Which comes to a kind of third identity - a species of non-binary, I suppose. In other words a space where people who don't want to be men or women can find a refuge, and then campaign for recognition, third spaces and dignity. It also doesn't come with any rules about what sort of body you have to have or what clothes you can wear within the reasonable. But the "man" and "woman" box are reserved for people born there who are happy with those identities.

Obviously there's a lot of side issues around that to resolve, but in principle is it something that could work?

Perhaps the problem is the cage and the label? @AlphaTransWoman you've posted...a lot and I've read very little of it. So, bearing that in mind...

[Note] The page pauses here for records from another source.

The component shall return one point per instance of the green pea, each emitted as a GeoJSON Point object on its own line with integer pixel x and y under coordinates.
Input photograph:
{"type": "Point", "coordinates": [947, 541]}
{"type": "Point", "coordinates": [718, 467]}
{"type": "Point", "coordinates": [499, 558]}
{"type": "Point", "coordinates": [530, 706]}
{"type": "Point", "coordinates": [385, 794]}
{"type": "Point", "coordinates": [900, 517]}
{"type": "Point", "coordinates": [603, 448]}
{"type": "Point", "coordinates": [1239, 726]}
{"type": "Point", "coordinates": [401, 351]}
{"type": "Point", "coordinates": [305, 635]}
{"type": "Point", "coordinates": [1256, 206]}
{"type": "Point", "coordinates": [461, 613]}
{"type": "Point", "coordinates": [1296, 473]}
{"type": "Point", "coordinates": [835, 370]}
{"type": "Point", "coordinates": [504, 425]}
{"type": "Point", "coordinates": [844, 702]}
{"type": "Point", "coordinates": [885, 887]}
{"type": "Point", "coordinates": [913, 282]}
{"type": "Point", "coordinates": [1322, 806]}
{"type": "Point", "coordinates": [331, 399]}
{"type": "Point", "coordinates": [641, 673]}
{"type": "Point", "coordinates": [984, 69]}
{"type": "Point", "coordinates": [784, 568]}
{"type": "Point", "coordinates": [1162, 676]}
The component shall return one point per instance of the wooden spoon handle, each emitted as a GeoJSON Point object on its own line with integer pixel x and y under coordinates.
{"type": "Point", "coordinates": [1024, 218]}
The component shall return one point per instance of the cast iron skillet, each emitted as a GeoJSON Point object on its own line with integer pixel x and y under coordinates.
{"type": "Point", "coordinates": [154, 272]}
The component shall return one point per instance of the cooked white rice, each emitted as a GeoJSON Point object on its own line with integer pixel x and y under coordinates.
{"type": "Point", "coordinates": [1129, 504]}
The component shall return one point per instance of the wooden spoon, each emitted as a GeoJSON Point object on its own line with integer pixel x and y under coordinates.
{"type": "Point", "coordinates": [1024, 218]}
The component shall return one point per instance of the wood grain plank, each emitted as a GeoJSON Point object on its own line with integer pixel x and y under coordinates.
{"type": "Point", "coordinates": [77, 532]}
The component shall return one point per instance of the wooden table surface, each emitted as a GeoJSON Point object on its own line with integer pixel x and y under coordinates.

The nuts (no pun, no offence intended) and bolts is you are male. There is no escaping that, surgery hormones, wishful thinking notwithstanding. You cannot be female. There's no blue fairy, it doesn't matter how unhappy it makes you or the things to tell yourself or how much other people pander to you. The best you can hope for is a lie that you can live with. But, every day...every hour(?), there must be instances when you see the truth or you see someone else see it and it must be dreadful for you Flowers.

I think accepting that you're male, a man, that soft clothes, even breasts can be encompassed by that definition would be a far better truth to live by. That it's men who need to accept the diversity of their sex. Women cannot make room, it means the destruction of the meaning of what we are. Women aren't clothes and makeup. Men aren't anger and rugby.